Selection bias should be mentioned as follows.
- Survivorship bias: patients who developed early MBE or died before 24 h after stroke onset were excluded. This means our study mostly contained patients who were stable enough to survive the 24-hour CT scan, and therefore the exact rate of severe outcomes may appear lower.
- Treatment-related bias: most patients who underwent 24-hour CT were those who received reperfusion therapy (intravenous thrombolysis/endovascular thrombectomy). Therefore, the analyzed population is biased toward treated or failed reperfusion cases with post-intervention CT scans, while untreated or non-intervened patients may be underrepresented.
Even though the ABC/2 method is a rapid, simple, reproducible, and accurate measure for assessment of infarct volume [29, 38, 39], it carries some limitations in use. They are described as follows.
- This approach tends to underestimate infarct volume [29, 39] or overestimate irregularly shaped infarct volume [40], and it exhibits limited precision for tiny or irregularly shaped lesions or early CT scans [29].
- The differentiation between infarct area and brain edema in a head CT is difficult. Hypodense areas can be assumed to be infarct areas, which might bring about overestimation of infarct volume [41].
- Use of the ABC/2 method in numerous, multilocular, or discontinuous lesions is limited. Instead of aggregating measurements from all the lesions, only the largest lesion was measured [38, 41].

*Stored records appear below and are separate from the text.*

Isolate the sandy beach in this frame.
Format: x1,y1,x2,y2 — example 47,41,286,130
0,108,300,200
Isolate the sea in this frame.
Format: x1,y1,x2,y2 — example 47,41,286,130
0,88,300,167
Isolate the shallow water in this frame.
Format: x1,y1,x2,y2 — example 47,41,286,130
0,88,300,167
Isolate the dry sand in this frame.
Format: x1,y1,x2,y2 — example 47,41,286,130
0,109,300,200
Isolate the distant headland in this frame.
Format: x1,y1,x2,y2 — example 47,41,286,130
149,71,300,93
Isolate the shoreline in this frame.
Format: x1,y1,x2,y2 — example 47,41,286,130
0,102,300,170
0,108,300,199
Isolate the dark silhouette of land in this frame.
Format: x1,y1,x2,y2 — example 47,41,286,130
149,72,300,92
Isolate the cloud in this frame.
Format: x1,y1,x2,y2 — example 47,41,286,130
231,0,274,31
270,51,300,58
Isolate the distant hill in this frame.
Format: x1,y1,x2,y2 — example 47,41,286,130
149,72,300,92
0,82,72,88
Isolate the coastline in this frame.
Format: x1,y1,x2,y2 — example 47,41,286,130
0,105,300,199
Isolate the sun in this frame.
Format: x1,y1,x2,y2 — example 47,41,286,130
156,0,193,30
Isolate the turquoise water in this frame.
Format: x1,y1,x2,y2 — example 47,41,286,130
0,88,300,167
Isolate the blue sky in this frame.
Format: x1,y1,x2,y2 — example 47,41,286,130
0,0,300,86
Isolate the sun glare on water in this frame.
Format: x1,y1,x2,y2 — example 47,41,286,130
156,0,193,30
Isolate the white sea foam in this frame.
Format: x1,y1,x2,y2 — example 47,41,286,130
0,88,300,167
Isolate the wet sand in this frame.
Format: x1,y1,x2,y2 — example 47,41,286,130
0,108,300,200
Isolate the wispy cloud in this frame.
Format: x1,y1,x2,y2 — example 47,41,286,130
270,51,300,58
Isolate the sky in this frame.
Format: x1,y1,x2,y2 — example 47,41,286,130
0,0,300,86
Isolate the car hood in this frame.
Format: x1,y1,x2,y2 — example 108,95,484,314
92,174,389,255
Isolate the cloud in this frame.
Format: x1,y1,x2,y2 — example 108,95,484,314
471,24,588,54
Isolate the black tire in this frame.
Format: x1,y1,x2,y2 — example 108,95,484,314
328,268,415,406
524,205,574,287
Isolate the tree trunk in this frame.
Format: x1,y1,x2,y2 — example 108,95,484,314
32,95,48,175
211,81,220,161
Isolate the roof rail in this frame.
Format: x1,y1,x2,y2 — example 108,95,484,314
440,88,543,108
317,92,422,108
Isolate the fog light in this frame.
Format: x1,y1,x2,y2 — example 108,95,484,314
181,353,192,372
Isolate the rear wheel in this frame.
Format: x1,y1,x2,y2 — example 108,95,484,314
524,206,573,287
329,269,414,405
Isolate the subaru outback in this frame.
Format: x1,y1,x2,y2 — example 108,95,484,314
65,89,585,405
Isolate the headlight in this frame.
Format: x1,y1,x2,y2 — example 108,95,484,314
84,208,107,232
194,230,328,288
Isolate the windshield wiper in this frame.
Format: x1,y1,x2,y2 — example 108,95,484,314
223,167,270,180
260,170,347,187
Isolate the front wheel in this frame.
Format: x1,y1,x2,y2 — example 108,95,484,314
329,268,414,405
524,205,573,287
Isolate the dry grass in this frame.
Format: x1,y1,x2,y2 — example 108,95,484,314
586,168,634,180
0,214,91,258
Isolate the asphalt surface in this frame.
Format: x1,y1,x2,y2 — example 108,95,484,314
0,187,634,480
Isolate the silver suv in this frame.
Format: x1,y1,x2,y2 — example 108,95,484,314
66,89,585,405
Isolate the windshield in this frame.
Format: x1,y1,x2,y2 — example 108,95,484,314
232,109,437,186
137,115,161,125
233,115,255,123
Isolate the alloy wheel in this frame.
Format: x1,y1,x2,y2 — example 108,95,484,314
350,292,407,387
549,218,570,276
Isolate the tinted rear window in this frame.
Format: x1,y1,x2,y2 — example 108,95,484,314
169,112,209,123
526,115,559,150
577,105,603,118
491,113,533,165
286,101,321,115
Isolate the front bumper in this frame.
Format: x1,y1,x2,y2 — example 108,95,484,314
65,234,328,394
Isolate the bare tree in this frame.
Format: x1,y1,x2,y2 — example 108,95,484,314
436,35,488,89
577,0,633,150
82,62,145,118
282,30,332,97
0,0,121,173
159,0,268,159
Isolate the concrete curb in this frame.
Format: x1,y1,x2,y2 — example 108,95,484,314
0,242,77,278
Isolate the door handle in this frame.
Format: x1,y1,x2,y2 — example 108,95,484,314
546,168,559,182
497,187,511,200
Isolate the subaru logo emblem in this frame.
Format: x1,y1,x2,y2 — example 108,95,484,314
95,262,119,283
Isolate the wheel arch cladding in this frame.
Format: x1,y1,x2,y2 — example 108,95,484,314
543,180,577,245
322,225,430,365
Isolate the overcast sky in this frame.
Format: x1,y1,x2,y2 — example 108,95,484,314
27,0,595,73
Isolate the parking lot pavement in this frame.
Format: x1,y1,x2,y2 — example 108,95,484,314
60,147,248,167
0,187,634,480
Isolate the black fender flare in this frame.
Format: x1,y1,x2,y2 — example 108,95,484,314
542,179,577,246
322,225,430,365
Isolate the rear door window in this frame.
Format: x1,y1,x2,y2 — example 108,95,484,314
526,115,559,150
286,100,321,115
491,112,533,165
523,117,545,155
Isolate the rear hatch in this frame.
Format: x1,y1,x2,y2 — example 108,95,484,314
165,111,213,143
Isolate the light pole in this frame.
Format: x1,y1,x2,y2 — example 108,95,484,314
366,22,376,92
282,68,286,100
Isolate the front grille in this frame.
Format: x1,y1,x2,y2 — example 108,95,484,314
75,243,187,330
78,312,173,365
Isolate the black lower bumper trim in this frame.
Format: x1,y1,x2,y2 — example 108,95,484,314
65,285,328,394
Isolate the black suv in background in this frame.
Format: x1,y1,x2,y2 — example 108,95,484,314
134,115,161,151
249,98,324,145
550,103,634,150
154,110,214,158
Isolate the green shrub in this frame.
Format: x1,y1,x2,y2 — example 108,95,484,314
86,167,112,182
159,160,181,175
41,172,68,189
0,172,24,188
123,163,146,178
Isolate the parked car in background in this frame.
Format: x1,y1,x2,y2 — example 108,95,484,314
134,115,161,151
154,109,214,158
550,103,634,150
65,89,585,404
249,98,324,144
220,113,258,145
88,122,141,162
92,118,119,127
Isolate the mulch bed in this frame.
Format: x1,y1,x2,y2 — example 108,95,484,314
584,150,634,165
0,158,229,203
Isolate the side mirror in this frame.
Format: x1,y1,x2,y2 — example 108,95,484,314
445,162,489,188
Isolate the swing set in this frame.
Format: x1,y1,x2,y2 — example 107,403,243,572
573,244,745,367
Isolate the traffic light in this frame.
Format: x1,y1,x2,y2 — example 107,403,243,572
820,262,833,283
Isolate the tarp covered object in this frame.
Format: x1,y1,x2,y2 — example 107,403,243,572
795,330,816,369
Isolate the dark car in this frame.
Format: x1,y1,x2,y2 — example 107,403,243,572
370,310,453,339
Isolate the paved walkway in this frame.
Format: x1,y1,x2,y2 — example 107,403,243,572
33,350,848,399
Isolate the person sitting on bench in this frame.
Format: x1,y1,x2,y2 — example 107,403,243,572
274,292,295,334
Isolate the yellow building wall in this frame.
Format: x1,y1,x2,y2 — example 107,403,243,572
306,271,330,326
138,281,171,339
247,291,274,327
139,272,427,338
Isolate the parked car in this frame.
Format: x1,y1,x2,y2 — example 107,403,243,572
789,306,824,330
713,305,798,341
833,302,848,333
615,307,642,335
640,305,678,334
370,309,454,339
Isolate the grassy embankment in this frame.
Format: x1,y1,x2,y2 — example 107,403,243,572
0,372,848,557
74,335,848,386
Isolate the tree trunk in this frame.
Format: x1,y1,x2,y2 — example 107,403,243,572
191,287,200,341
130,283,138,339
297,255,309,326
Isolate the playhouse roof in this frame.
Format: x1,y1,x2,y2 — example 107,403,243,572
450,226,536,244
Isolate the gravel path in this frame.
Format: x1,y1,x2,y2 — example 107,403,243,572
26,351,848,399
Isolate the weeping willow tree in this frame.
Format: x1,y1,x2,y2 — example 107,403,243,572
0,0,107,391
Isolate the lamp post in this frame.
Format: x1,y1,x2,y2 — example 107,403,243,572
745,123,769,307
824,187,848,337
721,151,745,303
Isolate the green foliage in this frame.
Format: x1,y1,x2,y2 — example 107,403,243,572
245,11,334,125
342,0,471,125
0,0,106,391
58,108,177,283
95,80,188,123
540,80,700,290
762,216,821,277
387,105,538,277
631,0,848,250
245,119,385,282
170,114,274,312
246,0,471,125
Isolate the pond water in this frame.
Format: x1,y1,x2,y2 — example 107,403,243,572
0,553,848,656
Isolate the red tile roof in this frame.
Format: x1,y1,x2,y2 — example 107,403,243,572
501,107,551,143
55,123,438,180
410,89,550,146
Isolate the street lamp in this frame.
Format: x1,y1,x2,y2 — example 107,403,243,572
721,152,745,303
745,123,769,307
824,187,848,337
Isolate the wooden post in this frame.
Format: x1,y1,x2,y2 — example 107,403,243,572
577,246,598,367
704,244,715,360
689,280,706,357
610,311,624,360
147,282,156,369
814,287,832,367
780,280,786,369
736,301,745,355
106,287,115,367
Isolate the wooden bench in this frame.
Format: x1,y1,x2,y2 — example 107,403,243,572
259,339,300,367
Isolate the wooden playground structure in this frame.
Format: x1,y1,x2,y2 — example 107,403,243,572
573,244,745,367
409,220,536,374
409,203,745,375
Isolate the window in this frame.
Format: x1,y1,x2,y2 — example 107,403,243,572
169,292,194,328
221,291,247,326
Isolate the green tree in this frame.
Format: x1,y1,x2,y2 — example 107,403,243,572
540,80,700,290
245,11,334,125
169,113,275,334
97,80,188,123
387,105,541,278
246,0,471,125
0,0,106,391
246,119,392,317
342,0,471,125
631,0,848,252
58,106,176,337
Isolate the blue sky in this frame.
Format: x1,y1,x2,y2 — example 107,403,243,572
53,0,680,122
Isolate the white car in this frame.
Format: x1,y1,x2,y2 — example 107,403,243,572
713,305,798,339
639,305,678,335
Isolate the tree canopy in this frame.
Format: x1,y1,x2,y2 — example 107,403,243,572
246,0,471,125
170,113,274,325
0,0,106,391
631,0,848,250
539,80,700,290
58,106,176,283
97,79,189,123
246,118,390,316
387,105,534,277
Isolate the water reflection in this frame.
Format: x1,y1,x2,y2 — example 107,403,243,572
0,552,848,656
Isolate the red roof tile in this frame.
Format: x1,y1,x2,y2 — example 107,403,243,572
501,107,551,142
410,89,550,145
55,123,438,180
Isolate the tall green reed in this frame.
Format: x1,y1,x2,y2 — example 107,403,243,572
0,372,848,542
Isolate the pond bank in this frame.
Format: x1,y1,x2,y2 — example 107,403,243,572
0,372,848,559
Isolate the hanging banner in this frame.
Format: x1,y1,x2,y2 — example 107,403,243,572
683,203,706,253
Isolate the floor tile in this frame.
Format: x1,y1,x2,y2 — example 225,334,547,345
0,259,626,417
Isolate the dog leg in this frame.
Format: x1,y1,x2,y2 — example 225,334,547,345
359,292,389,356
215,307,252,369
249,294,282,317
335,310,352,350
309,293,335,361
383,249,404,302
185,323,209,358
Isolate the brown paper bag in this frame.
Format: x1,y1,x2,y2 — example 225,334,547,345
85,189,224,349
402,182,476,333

- There is a difficulty in defining infarct margins in the acute phase, particularly less than 3 h from stroke onset, which limits use of the ABC/2 formula. Therefore, application of the ABC/2 method on non-contrast CT is more suitable in later phases of stroke, such as later than 12 h from stroke onset or last seen normal [42].
Conclusions
This study introduces the SIMPLE score, a simple and practical radiographic evaluation tool to predict MBE in LHI patients approximately 24 h from stroke onset. Infarct volume and midline shift, both readily assessable on standard non-contrast CT, were independent predictors of MBE, and their combination in the SIMPLE score provides a balance of simplicity and accuracy. This tool offers clinicians a rapid and accessible method for early risk stratification, potentially improving patient outcomes through timely clinical decision-making. Further external validation is warranted.